Situações diferentes exigem olhar diferenciado

A gestora Lou Cocozza acredita na escola de equidade e, sendo assim, propõe que os descontos devam ser analisados individualmente, de acordo com a situação vivenciada por cada família. Por isso, Lou mantém algumas políticas de desconto específicas para determinadas situações.

Uma delas é para filhos e filhas de colaboradores, que têm bolsa 100% de desconto, estabelecido por convenção da categoria. Porém, ao ser interrompido o contrato de trabalho, esta obrigatoriedade não mais existe. O diferencial vem da ratificação da proposta humanista e meritocrática em relação à criança.

Quando ocorre a demissão de um funcionário, Lou autoriza que a criança permaneça por mais um ano na instituição com o desconto integral, sendo reduzido à 50% de desconto no ano letivo seguinte, cujo valor se estende até a conclusão do ensino médio se assim a família desejar.

Outro diferencial é quando o (a) responsável financeiro é demitido e o seguro não está disponível. Nessa situação, Lou conta que não libera a transferência e também oferece 100% de desconto para esse aluno por um período de um ano, proporcionando tempo para que a família consiga se estabilizar e retornar ao mercado de trabalho. “Eu também me sinto responsável pela formação dessa criança”, destaca Lou. 

Escola contrata advogado para tratar inadimplência

De acordo com a gestora escolar Lou Cocozza, o Colégio da Villa e Villa Bambini, em Jaguariúna (SP), contam com os serviços prestados por um advogado, que é responsável por gerir os casos de inadimplência.

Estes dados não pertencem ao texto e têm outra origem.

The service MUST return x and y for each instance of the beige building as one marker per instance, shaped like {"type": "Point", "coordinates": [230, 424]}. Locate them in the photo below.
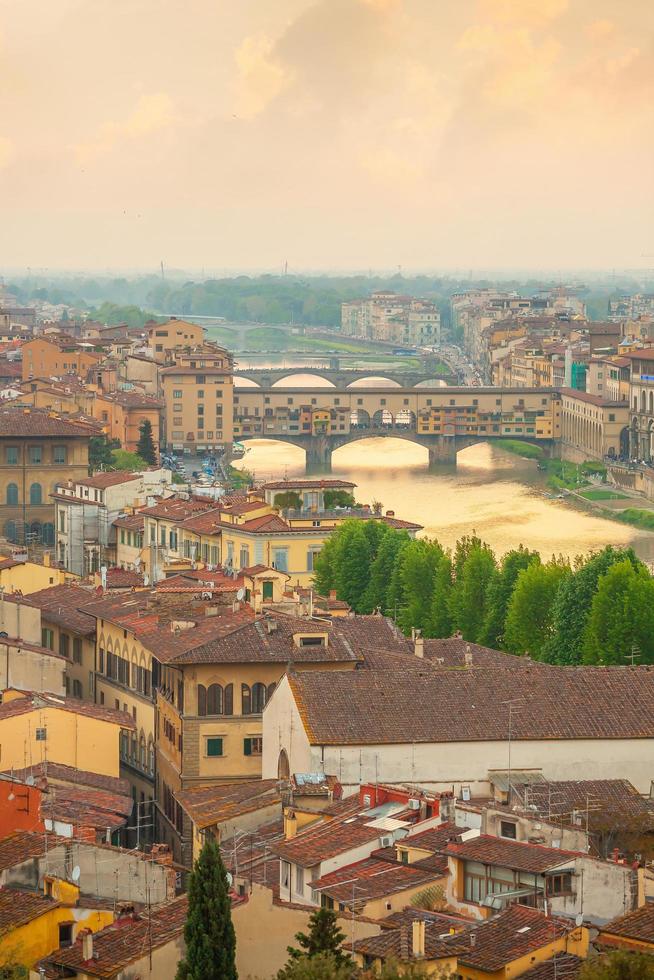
{"type": "Point", "coordinates": [199, 401]}
{"type": "Point", "coordinates": [38, 450]}
{"type": "Point", "coordinates": [164, 339]}
{"type": "Point", "coordinates": [592, 427]}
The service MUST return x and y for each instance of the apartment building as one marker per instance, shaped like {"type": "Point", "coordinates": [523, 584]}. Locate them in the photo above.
{"type": "Point", "coordinates": [392, 318]}
{"type": "Point", "coordinates": [38, 451]}
{"type": "Point", "coordinates": [198, 395]}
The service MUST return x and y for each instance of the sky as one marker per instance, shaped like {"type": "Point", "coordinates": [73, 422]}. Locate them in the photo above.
{"type": "Point", "coordinates": [329, 134]}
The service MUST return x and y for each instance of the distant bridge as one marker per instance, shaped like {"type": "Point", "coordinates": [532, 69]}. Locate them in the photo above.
{"type": "Point", "coordinates": [443, 420]}
{"type": "Point", "coordinates": [340, 377]}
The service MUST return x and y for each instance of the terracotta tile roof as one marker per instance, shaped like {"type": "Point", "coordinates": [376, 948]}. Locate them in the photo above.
{"type": "Point", "coordinates": [58, 773]}
{"type": "Point", "coordinates": [63, 605]}
{"type": "Point", "coordinates": [133, 522]}
{"type": "Point", "coordinates": [123, 578]}
{"type": "Point", "coordinates": [564, 966]}
{"type": "Point", "coordinates": [374, 878]}
{"type": "Point", "coordinates": [125, 941]}
{"type": "Point", "coordinates": [17, 908]}
{"type": "Point", "coordinates": [210, 805]}
{"type": "Point", "coordinates": [512, 854]}
{"type": "Point", "coordinates": [40, 422]}
{"type": "Point", "coordinates": [100, 481]}
{"type": "Point", "coordinates": [21, 846]}
{"type": "Point", "coordinates": [637, 925]}
{"type": "Point", "coordinates": [556, 799]}
{"type": "Point", "coordinates": [40, 702]}
{"type": "Point", "coordinates": [508, 936]}
{"type": "Point", "coordinates": [309, 485]}
{"type": "Point", "coordinates": [398, 707]}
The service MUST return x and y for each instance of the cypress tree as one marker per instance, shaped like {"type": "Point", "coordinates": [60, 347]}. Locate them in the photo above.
{"type": "Point", "coordinates": [145, 446]}
{"type": "Point", "coordinates": [209, 933]}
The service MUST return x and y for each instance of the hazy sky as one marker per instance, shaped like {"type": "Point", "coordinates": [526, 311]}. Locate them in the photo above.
{"type": "Point", "coordinates": [332, 133]}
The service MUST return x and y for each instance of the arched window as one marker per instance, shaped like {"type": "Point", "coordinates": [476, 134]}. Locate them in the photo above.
{"type": "Point", "coordinates": [214, 699]}
{"type": "Point", "coordinates": [259, 698]}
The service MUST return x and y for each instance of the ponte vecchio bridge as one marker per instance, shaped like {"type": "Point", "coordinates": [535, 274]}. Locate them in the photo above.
{"type": "Point", "coordinates": [443, 420]}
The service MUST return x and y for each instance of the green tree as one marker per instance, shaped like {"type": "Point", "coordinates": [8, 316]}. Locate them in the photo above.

Segundo Lou, “o cotidiano da escola e o processo de desenvolvimento que tem que ser construído coletivamente, entre família e escola, não tem espaço para discussões que não contribuem para o processo ensino/aprendizagem. Assim, um profissional para mediar estas questões, protegem a relação entre a família e escola.”, afirma.

Essa medida, segundo a profissional, possibilitou que a redução da inadimplência ano a ano e que, a inadimplência registrada no começo de 2021 fosse menor de 5%. 

“O que eu ouvi, até em lives que o próprio Escolas Exponenciais fez, uma inadimplência dessas é porque a família vê valor na escola. Valor em tudo que você oferece”, afirma. 

Nas escolas administradas por Lou, não existe política de desconto na mensalidade escolar por pagamento antecipado de boleto. “Fizemos um preço, um preço justo. Não oferecemos desconto por pagar com antecipação. Pagar as contas na data estipulada é atitude cidadã e de responsabilidade social. Se não pagar, o ônus dos juros e correção, é devido”, explica.